Photo/IllutrationPrime Minister Shinzo Abe, left, and Finance Minister Taro Aso, right, hear Bank of Japan Governor Haruhiko Kuroda speak in the Diet. (Asahi Shimbun file photo)

Cabinet nominations to the Diet for top Bank of Japan posts call for retaining Haruhiko Kuroda as governor for a second five-year term while replacing his two deputies.

Despite the proposed replacements of the two deputy governors, the Cabinet’s choices for the three central bank jobs are basically designed to avoid any radical change in monetary policy.

Immediately after taking the helm at the BOJ in 2013, Kuroda announced a policy target of raising the nation’s annual inflation rate to 2 percent in about two years.

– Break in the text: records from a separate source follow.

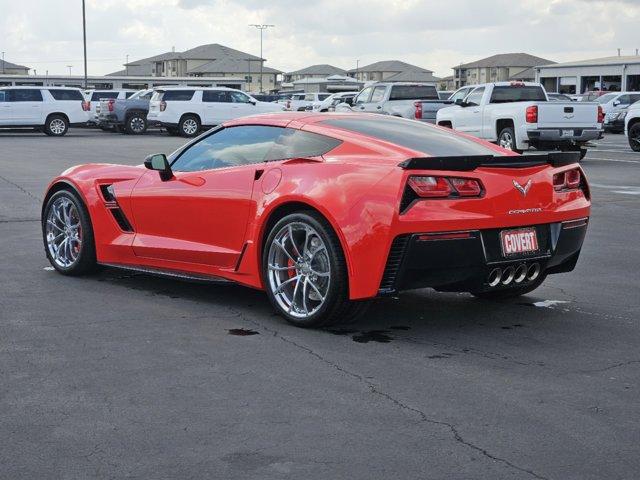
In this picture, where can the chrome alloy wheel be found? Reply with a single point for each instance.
(299, 270)
(506, 141)
(57, 126)
(64, 232)
(190, 126)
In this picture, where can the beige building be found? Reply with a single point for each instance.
(498, 68)
(211, 60)
(8, 68)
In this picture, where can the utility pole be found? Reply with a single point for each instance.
(84, 39)
(262, 27)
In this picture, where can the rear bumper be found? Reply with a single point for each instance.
(463, 264)
(580, 135)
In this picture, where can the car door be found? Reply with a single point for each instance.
(200, 215)
(6, 110)
(469, 118)
(362, 99)
(26, 106)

To achieve the goal, he initiated a bold program of monetary expansion dubbed “different dimension easing.”

Acting in line with his policy agenda, Kuroda has taken a series of radical and unconventional tactics, such as massive purchases of government bonds by the central bank, negative interest rates and market operations to control long-term interest rates.

During the past five years, the yen has weakened substantially against other major currencies, helping corporate profits to soar to record highs. The gradual recovery in the economy has improved the employment picture dramatically.

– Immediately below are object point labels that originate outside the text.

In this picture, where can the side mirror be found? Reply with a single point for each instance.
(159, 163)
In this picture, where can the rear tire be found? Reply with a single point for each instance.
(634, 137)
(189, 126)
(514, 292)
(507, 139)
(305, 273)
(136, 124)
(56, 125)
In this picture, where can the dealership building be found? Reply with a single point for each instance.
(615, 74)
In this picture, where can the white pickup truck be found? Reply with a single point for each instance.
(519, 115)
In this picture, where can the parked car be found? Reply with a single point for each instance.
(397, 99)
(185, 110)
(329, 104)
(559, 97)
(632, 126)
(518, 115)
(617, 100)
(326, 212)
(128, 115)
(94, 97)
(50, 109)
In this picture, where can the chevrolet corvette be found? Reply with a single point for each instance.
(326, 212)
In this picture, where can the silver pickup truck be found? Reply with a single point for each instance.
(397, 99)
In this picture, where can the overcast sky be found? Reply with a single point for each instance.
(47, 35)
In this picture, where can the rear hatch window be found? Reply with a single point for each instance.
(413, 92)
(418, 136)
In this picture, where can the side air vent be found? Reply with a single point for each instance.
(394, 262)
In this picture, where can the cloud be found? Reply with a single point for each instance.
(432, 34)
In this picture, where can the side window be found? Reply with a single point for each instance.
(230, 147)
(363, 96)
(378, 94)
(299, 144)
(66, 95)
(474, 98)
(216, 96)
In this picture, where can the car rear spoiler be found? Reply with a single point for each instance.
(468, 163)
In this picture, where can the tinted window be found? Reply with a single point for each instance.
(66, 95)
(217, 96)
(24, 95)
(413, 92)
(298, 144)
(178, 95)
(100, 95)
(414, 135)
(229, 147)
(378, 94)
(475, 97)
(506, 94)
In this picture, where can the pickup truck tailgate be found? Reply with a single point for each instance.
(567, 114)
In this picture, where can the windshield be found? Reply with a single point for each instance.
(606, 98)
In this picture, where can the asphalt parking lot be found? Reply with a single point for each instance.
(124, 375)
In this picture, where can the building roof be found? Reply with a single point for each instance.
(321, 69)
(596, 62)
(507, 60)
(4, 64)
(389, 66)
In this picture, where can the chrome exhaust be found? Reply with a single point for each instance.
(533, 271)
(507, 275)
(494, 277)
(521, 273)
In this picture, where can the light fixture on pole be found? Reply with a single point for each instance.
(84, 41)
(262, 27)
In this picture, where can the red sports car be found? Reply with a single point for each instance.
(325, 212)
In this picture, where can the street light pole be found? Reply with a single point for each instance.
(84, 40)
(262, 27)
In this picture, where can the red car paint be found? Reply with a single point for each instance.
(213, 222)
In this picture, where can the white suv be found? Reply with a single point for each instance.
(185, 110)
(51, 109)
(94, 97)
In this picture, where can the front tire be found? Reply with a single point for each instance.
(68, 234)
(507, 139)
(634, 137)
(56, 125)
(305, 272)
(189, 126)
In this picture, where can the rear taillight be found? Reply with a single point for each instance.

It is difficult to pin down how much of these improvements should be credited to the BOJ’s monetary policy.

But there is no denying that the Japanese economy has regained some strength and stability under Kuroda’s leadership at the central bank.

But the inflation rate, the primary measure of the central bank’s performance, has failed to reach his target, although it has crawled out of the negative territory. The time frame for striking the inflation target has been extended six times already.

Currently, the BOJ is seeking to achieve its goal by around fiscal 2019, which starts in April 2019. But many private-sector economists are doubtful this will happen.

Ensuring price stability is the central bank’s primary mission. Kuroda should be held accountable for his failure to accomplish the key policy goal, which he promised to do in two years, during his five years at the helm.

Even if we acknowledge that uncertainties are inherent in the business of economic management, we cannot help but raise questions about Kuroda’s caliber as a central banker. Isn’t he likely to fail again in his mission to improve the price situation in the next five years? Will he have any additional policy tools to deal with a possible economic downturn?

The three Cabinet nominees for the top BOJ jobs will face Diet endorsement hearings on their policy positions. We hope Kuroda and the others will offer convincing answers to these and other key questions.

There are other problems concerning Kuroda’s reappointment as well.

As a result of his aggressive monetary easing programs, the BOJ is now stuck with a staggering 450 trillion yen worth of government bonds.

When the BOJ finally exits from its ultra-loose monetary policy and starts raising interest rates, these government bonds could cause hefty losses.

This possibility is adding to uncertainty about the future of the nation's monetary and fiscal policies.

Kuroda needs to give sufficient and reassuring explanations about his plans to deal with these issues.

As the central bank continues and expands its extremely easy monetary policy, the market distorting effects will grow more serious.

Major Western central banks have also been grappling with this challenge. There have been cases in which a slight shift in the central bank’s policy roiled financial markets.

Even if the BOJ has no plan to change its policy stance immediately, it should not be allowed to postpone explaining its “exit strategy.”

There have been concerns that the BOJ’s programs to buy government bonds and guide long-term interest rates toward zero could undermine the government’s fiscal discipline.

In the exit process, in particular, there will be a growing likelihood of conflict between the BOJ’s moves to raise interest rates for price stability and the government’s policy efforts to prevent an economic downturn and an increase in debt-servicing costs.

When that happens, will the BOJ be able to maintain its independence?

That situation will sorely test leadership of Kuroda, who has been working in tandem with the Abe administration for the past five years.

There are a raft of questions the Diet needs to ask Kuroda to assess whether he is properly equipped to lead the central bank, which plays a core role in macroeconomic management, for five more years.